Internautas acusam emissora de suavizar temas ligados ao regime chinês após acordo de cooperação com grupo estatal ligado ao aparato de propaganda do Partido Comunista Chinês.

Por Natan AMPOST

23/05/2026 às 07:00 - Atualizado em 02/06/2026 às 11:01

Resumo 


A estreia da série “Entre 2 Mundos”, exibida pela Globo no Fantástico, reacendeu críticas nas redes sociais sobre a parceria da emissora com a estatal chinesa China Media Group. Internautas e comentaristas apontam risco de propaganda favorável ao regime chinês em conteúdos exibidos na TV brasileira.

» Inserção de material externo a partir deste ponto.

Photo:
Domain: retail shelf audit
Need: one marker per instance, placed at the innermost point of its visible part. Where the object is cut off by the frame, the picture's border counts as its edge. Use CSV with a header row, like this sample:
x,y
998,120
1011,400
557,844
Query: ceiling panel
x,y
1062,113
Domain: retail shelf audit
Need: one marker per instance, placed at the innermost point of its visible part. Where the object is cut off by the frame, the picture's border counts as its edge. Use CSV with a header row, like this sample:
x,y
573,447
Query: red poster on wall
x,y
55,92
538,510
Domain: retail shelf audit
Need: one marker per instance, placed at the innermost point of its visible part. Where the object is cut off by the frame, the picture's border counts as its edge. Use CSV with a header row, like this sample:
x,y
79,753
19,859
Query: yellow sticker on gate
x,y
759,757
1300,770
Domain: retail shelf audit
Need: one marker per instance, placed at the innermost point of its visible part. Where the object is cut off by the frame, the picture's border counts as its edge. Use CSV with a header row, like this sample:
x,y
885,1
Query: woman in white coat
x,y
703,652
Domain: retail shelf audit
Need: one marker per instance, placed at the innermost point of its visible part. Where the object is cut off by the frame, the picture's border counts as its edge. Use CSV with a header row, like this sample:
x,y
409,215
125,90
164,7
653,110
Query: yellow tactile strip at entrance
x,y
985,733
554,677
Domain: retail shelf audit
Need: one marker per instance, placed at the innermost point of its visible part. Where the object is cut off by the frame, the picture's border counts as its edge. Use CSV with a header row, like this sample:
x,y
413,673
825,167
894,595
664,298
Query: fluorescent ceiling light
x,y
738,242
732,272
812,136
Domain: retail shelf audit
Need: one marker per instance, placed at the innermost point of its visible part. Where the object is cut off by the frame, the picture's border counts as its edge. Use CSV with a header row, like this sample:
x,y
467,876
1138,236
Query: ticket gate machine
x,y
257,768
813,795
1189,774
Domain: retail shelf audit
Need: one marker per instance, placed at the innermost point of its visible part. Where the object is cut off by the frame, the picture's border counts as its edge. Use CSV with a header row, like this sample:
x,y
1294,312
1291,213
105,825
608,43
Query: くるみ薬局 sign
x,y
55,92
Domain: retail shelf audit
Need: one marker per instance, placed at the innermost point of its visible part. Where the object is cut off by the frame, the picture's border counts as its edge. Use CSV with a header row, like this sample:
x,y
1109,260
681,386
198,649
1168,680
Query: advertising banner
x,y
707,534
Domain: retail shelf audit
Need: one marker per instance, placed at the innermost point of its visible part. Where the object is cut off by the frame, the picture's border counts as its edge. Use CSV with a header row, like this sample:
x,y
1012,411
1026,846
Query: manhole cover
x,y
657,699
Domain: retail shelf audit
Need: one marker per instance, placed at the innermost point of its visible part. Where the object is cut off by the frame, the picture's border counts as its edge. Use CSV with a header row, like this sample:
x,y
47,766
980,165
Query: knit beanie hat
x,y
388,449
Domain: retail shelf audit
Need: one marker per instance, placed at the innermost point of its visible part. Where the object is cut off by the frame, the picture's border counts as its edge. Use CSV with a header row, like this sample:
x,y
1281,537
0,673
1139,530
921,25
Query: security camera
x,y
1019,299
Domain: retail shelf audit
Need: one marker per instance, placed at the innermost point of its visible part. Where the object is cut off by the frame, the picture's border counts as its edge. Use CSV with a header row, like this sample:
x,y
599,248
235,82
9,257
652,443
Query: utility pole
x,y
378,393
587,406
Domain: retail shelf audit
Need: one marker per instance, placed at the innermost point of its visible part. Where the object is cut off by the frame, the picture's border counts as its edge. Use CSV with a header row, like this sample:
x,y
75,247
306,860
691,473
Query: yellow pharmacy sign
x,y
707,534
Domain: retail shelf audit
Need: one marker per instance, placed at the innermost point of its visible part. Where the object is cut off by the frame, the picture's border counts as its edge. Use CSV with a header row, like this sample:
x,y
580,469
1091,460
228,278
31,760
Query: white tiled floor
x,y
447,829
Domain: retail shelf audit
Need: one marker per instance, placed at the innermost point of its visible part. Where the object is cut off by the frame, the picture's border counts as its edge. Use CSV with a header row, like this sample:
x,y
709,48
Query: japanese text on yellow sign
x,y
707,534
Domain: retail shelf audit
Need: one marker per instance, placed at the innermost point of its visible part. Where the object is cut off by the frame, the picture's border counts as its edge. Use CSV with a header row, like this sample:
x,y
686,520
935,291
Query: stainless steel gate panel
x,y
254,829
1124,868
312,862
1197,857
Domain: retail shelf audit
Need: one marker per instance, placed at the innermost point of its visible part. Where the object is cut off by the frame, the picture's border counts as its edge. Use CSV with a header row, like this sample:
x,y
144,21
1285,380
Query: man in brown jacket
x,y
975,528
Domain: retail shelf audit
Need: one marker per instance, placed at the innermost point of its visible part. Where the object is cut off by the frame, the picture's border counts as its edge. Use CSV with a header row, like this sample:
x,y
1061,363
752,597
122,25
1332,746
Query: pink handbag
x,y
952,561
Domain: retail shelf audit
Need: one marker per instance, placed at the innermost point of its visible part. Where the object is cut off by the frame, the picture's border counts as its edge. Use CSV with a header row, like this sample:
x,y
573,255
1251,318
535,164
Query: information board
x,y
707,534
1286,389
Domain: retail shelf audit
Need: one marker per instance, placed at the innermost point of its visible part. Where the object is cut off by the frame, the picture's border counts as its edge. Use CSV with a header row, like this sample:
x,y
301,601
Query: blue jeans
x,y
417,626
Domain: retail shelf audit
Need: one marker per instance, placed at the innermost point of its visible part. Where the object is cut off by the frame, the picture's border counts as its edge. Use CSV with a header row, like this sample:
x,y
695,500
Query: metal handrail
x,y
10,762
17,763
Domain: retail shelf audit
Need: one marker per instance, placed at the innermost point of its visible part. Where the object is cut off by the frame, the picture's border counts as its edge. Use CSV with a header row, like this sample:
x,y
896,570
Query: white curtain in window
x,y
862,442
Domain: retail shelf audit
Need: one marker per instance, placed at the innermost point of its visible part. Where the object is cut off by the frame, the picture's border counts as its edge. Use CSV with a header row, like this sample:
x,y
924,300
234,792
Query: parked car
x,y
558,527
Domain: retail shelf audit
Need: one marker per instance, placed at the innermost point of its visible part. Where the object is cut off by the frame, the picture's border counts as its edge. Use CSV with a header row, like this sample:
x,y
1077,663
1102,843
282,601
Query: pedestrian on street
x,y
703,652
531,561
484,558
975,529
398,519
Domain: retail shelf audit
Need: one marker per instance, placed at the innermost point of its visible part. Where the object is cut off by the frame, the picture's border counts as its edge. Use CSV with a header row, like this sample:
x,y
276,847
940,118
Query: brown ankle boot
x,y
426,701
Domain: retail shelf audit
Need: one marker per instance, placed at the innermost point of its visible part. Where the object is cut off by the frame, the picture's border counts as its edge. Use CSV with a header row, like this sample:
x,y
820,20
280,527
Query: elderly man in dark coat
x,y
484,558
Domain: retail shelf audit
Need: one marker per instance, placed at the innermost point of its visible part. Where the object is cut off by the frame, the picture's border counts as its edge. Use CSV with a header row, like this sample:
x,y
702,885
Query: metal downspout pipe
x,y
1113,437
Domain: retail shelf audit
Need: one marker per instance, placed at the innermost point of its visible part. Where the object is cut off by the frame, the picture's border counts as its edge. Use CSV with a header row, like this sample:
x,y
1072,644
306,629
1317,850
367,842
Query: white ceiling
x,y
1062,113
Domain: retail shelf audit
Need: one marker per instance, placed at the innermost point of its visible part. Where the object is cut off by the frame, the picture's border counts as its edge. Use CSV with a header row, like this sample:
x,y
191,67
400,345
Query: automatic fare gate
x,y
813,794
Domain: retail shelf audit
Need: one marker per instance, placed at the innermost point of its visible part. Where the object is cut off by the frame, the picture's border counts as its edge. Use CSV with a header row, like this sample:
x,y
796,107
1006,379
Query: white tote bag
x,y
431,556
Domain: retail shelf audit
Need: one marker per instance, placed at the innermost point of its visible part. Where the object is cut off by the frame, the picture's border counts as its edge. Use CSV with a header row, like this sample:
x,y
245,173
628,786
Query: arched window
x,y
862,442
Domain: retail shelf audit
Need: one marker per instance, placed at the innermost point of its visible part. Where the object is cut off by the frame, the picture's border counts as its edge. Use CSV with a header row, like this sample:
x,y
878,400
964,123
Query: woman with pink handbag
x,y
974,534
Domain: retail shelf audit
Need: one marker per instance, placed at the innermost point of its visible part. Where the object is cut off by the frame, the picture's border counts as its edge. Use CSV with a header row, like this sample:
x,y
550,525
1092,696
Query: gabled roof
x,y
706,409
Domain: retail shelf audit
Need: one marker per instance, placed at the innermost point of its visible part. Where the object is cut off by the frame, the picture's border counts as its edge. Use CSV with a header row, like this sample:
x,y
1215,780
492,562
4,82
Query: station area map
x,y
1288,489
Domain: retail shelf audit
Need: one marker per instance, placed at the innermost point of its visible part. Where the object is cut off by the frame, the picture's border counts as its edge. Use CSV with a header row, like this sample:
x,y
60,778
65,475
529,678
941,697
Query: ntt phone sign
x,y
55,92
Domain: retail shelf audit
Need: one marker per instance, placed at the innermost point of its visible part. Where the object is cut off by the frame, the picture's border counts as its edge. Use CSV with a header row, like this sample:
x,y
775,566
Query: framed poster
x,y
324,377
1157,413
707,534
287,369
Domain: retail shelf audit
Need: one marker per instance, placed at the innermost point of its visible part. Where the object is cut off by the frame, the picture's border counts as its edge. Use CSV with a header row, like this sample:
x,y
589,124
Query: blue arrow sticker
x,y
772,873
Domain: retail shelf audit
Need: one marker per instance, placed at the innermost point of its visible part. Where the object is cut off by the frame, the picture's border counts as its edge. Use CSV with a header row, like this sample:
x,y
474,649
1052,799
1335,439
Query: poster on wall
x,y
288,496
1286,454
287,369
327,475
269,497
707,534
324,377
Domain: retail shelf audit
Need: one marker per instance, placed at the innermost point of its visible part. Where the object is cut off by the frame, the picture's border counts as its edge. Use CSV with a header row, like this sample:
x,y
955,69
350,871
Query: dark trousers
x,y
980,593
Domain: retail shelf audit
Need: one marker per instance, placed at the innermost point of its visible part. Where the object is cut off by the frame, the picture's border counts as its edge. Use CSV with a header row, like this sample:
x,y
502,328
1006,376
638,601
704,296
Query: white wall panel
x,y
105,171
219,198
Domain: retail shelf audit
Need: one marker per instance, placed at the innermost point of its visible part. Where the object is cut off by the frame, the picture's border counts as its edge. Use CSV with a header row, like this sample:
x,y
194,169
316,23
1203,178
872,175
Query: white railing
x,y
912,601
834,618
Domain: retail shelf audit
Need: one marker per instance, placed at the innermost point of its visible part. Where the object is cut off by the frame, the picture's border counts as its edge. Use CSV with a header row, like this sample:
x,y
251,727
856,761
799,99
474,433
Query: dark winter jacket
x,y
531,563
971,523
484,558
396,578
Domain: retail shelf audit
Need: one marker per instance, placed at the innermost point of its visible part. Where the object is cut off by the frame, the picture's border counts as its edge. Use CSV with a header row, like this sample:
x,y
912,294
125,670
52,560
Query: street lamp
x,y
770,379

Notícias do Brasil – A estreia da série “Entre 2 Mundos”, exibida no Fantástico, provocou forte repercussão nas redes sociais e reacendeu críticas contra a TV Globo por sua parceria institucional com o China Media Group, grupo de comunicação controlado pelo governo chinês.

A produção, apresentada pelo repórter Felipe Santana diretamente da China, foi lançada como parte da expansão da cobertura internacional da emissora. Segundo a Globo, a proposta da série é oferecer um “olhar brasileiro” sobre o país asiático, em contraste com abordagens adotadas pela imprensa norte-americana.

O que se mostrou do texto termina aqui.